Novel silicon nanorings: Persilacyclacenes at DFT

Structures, energies, and aromatic characters are compared and contrasted for a series of [n]persilacyclacenes with n = 6-12: Si24H12, Si28H14, Si32H16,Si36H18, Si40H20, and Si48H24, respectively, at B3LYP levels (n, number of fused benzenoid rings).
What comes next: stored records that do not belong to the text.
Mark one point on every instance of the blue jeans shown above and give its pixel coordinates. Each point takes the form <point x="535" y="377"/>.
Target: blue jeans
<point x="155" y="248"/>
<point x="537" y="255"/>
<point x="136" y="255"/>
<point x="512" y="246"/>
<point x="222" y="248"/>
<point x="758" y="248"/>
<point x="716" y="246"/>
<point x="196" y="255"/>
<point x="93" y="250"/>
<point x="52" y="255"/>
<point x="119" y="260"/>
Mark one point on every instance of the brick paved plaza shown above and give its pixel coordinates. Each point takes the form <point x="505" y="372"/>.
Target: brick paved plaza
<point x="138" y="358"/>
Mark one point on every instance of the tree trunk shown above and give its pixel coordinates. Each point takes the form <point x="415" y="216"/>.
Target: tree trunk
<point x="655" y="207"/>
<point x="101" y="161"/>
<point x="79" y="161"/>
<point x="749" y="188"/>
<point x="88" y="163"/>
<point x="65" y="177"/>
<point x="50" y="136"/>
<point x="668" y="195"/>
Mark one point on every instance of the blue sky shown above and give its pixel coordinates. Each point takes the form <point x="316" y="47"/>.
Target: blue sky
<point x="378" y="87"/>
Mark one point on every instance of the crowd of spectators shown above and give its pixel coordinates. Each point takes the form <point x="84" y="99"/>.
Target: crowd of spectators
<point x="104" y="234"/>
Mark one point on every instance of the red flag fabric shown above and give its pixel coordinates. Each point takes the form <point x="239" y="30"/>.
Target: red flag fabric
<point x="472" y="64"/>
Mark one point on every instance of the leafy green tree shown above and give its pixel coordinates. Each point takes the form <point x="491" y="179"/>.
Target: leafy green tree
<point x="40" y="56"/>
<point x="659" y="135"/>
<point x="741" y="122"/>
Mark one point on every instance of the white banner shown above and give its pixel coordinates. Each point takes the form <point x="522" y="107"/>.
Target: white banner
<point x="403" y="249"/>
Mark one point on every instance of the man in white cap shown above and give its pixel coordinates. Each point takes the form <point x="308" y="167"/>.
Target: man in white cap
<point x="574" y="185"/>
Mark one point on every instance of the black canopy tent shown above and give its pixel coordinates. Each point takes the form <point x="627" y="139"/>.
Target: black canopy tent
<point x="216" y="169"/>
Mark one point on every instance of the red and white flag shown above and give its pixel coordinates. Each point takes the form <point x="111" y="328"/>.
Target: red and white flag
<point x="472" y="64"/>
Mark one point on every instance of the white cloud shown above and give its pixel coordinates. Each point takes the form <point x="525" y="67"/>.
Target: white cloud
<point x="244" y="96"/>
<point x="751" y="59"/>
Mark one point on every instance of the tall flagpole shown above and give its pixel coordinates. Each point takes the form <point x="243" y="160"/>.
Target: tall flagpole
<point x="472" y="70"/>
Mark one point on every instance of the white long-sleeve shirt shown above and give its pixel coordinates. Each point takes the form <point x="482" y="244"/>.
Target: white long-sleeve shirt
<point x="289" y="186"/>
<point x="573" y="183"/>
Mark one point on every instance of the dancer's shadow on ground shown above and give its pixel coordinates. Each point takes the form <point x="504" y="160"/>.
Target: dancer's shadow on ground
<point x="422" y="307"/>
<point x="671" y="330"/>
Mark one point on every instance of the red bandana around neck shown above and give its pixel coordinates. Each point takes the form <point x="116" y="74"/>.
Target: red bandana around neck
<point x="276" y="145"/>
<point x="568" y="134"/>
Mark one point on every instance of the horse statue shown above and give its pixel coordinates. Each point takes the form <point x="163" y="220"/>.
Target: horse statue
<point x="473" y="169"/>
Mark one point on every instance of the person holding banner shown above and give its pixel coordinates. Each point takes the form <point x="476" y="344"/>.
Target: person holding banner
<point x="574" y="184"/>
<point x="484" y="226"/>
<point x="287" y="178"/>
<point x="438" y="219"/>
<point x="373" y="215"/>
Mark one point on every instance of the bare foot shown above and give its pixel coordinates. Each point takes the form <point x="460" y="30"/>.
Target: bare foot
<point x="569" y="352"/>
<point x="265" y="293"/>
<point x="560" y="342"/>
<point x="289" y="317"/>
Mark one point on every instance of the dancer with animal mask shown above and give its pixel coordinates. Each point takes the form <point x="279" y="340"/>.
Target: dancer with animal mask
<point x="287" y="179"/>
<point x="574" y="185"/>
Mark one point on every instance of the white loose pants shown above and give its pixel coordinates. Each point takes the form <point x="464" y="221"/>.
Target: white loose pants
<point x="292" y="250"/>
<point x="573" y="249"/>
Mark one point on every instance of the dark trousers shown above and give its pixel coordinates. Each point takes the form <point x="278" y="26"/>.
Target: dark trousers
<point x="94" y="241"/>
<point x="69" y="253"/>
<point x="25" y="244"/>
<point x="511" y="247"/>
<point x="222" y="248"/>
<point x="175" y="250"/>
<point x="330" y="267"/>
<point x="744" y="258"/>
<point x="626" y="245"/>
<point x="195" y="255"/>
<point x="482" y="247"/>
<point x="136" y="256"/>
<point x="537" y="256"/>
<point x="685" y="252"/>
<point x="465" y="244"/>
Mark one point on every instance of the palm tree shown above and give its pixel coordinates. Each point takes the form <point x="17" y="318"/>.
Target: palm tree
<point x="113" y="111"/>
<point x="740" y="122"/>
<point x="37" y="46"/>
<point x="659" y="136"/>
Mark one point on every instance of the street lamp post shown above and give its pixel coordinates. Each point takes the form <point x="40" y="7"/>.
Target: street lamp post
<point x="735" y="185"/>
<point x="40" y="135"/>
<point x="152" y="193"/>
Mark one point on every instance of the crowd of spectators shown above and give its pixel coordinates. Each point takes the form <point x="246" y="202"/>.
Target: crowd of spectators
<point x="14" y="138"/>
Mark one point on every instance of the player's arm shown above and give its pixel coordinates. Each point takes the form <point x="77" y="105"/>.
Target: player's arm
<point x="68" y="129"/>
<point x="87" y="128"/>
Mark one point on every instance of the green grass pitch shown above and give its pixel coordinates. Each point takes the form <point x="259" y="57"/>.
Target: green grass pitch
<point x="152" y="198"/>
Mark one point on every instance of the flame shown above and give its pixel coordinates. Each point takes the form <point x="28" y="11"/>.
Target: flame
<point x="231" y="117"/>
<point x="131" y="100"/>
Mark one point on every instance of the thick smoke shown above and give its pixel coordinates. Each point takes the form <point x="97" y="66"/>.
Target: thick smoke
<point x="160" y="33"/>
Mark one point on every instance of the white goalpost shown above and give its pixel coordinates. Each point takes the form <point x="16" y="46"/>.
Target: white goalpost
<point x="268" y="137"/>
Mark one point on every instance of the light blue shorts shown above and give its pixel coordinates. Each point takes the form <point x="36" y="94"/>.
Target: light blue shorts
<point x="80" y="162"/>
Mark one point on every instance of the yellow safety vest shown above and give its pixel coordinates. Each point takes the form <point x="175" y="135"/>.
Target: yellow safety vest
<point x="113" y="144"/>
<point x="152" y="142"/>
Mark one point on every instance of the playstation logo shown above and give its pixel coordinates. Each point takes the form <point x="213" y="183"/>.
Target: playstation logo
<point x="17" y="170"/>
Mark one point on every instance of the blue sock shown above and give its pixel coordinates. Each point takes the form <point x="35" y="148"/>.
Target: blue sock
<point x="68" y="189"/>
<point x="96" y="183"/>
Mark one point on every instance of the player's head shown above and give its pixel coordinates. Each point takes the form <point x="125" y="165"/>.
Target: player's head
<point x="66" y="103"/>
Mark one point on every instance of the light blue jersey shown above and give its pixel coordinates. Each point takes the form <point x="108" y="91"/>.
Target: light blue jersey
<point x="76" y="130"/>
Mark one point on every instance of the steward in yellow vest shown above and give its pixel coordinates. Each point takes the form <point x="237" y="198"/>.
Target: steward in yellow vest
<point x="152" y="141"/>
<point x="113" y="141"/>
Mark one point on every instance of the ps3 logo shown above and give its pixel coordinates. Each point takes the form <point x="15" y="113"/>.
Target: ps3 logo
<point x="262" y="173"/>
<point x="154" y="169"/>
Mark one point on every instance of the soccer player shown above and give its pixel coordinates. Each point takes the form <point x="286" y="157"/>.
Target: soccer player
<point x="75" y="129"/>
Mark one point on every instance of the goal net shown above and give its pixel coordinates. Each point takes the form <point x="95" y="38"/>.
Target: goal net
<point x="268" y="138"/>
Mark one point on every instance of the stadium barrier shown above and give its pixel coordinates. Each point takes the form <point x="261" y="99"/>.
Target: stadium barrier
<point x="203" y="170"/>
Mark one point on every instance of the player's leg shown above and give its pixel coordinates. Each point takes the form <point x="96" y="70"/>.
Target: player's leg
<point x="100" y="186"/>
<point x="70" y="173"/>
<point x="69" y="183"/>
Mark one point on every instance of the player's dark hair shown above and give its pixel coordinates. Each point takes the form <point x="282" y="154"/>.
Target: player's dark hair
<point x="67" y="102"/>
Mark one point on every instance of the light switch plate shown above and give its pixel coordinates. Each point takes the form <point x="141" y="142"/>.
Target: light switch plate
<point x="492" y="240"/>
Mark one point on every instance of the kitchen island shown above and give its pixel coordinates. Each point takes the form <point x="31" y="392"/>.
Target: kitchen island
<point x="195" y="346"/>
These are a brand of silicon nanorings that bear a resemblance to the shortest zig-zag silicon nanotubes (SiNTs), henceforth referred to as SiNRs. The NBO results show nearly SP2 -hybridization for virtually all Si atoms of our SiNRs. This is in contrast to most reports where Sp(3) -hybridization is proposed for typical SiNTs. Comparison between the optimized SiNRs and their corresponding planar (polyacenic) forms shows longer bond lengths for the former, due to their curvatures. Except for sterically hindered Si-24,H-12 (n = 6), all even SiNRs (n = 8, 10, and 12), are more aromatic than the odd ones (n = 7, 9, and 11). Such a higher aromaticity is witnessed inside, outside, and on the surface of the scrutinized SiNRs. Also, except for Si44H22 (n = 11), the energy gaps (Delta EHOMO-LUMO) for the odd set of SiNRs, as well as the even set, appear inversely proportional to their corresponding diameters, per se. Except for the sterically hindered SiNRs with n = 6 or 7, all the even SiNRs enjoy a higher stability (aromaticity) and conductivity for showing lower Delta EHOMO-LUMO than the odd ones. Evidently, the ideal diameter for persilacyclacenes (SiNRs) studied is from 0.92 to 1.42 nm, corresponding to n = 8-12, respectively. Higher than 1.42 nm causes structural disorders while lower than 0.92 brings about bond localization due to the high-steric effects. (c) 2007 Wiley Periodicals, Inc.